We do not want individuals or families to start sealing their doors
or windows,'" Ridge said. He noted that the department had
only recommended that people have those items as part of an emergency
supply kit to be used ‘in the unlikely but possible event something
could occur in your community.'"
"The recommendation to buy duct tape and plastic sheeting….drew
criticism from experts who said that the recommendation was vague
and that sealing off a room would offer only limited protection
against lethal substances."
New
York Newsday
Feb. 17, 2003
*
* *
Washington -- Federal Reserve Chairman Alan Greenspan suggested today
that if another round of tax cutting doesn't hold the economy
together, "we can always fall back on duct tape." Pointing out that "American ingenuity has been summoned to the
cause of repairing economic tribulations in more than one prior
incident during the unfolding of market-driven events in less than
distant history," Greenspan suggested that the falling Dow could
be attached to one end of a length of duct tape, and the other
end of the tape stuck to the ceiling of the New York Stock Exchange,
"thus immobilizing an economic free fall and holding price levels
more or less in place in the near-term foreseeable future."

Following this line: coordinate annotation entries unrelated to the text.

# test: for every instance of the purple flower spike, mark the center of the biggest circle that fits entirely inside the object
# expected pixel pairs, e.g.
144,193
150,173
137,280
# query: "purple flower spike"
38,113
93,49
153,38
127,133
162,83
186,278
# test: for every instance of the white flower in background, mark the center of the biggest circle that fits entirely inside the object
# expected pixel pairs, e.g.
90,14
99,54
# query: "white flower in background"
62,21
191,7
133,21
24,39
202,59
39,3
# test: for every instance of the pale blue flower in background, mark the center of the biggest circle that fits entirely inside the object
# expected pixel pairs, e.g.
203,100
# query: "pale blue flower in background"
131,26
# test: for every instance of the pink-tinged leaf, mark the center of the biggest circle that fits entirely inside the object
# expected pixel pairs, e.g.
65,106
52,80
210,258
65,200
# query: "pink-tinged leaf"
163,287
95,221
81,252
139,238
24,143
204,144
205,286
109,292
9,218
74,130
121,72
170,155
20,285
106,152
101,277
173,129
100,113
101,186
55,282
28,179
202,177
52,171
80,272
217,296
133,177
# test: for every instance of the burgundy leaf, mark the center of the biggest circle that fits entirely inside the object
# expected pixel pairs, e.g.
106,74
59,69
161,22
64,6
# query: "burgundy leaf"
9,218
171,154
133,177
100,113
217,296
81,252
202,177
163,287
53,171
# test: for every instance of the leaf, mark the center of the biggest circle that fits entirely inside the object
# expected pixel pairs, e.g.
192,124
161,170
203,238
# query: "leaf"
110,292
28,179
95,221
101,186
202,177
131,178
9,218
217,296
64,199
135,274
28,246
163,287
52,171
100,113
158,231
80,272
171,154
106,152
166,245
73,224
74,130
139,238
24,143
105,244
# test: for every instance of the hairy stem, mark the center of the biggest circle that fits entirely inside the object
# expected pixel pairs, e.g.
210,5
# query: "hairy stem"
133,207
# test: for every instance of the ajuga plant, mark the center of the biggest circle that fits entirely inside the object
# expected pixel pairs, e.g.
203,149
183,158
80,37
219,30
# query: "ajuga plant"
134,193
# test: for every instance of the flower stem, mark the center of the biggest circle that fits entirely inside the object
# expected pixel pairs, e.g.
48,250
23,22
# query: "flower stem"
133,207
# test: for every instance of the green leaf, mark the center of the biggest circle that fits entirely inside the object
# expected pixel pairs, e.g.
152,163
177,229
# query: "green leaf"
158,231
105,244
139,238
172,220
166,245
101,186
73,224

Greenspan also offered "a modest conjecture" that once the Dow
had been taped to the ceiling, the widely quoted index might then
be raised with the help of "an ingenious manipulation of screw
jacks, brought to the Stock Exchange floor and turned in unison
until the roof's elevation increases in height by several hundred
points."
*
* * Washington -- Secretary of Defense Donald Rumsfeld told a luncheon
meeting of military defense contractors to consider ways of using
duct tape as an anti-missile defense weapon that would cover the
skies of the United States and provide an impermeable shield against
incoming missiles.
"If some crazy artist can wrap a bridge or a whole office building
with cloth, I don't see why you guys can't cover the sky with duct
tape," Rumsfeld told the assembled industrialists. "True, we'd
lose some sunshine, but that's the price we pay for freedom."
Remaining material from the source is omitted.